Renata diz que a idéia agora seria ensinar essas empresas a tirar melhor proveito (e dinheiro) desse relacionamento. Para isso, a HP criou um grupo de 12 profissionais para visitar algo em torno de 600 revendas e integradores brasileiros que a HP considera com potencial de crescimento.

A idéia é que esses promotores, ou evangelistas como dizem os americanos, visitem cada uma dessas empresas para demonstrar os produtos e serviços da HP, ficando a critério de cada uma adotar ou não a estratégia.

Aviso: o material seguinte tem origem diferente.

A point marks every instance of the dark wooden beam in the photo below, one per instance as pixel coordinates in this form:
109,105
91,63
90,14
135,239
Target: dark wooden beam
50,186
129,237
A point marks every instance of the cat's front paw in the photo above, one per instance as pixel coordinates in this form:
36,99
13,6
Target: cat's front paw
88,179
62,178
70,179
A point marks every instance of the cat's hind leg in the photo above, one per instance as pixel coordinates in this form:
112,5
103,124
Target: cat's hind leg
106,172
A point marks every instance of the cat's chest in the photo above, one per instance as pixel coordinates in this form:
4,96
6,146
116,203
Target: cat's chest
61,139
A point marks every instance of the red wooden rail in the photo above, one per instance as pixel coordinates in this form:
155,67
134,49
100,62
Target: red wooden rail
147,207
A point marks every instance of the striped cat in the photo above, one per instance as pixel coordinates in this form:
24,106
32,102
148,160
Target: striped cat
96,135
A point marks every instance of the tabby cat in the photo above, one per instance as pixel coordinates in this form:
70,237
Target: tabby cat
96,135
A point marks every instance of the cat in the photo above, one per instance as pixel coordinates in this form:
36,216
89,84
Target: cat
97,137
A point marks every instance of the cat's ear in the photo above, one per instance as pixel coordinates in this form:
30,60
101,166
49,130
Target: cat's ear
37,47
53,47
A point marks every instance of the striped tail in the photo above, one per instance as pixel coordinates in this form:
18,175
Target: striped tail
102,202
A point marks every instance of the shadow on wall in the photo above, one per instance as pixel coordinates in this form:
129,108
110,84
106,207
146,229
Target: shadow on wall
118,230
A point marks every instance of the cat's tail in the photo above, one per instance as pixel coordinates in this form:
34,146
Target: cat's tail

Caso adotem, o grupo irá capacitar esses canais para trabalhar com os produtos da HP, o que inclui o fornecimento de material de marketing e até treinamento de técnicas de venda.

Além disso, a HP deseja utilizar essas revendas como fonte de informação para entender as necessidades desses pequenos negócios de duas ou três pessoas que vendem seus produtos para todo tipo de cliente na vizinhança, seja uma pessoa física ou jurídica como a padaria da esquina, supermercado do bairro ou escritório de advocacia.

Ao mesmo tempo, a HP deseja ouvir dessas revendas qual é a percepção desse mercado para os produtos e serviços da HP. E, o mais importante, o que os impede de fazer mais negócios com a HP tanto como empresa quanto como consumidores finais. “A HP deseja quebrar essas barreiras, ampliando ainda mais a integração com esse mercado”, afirma a executiva.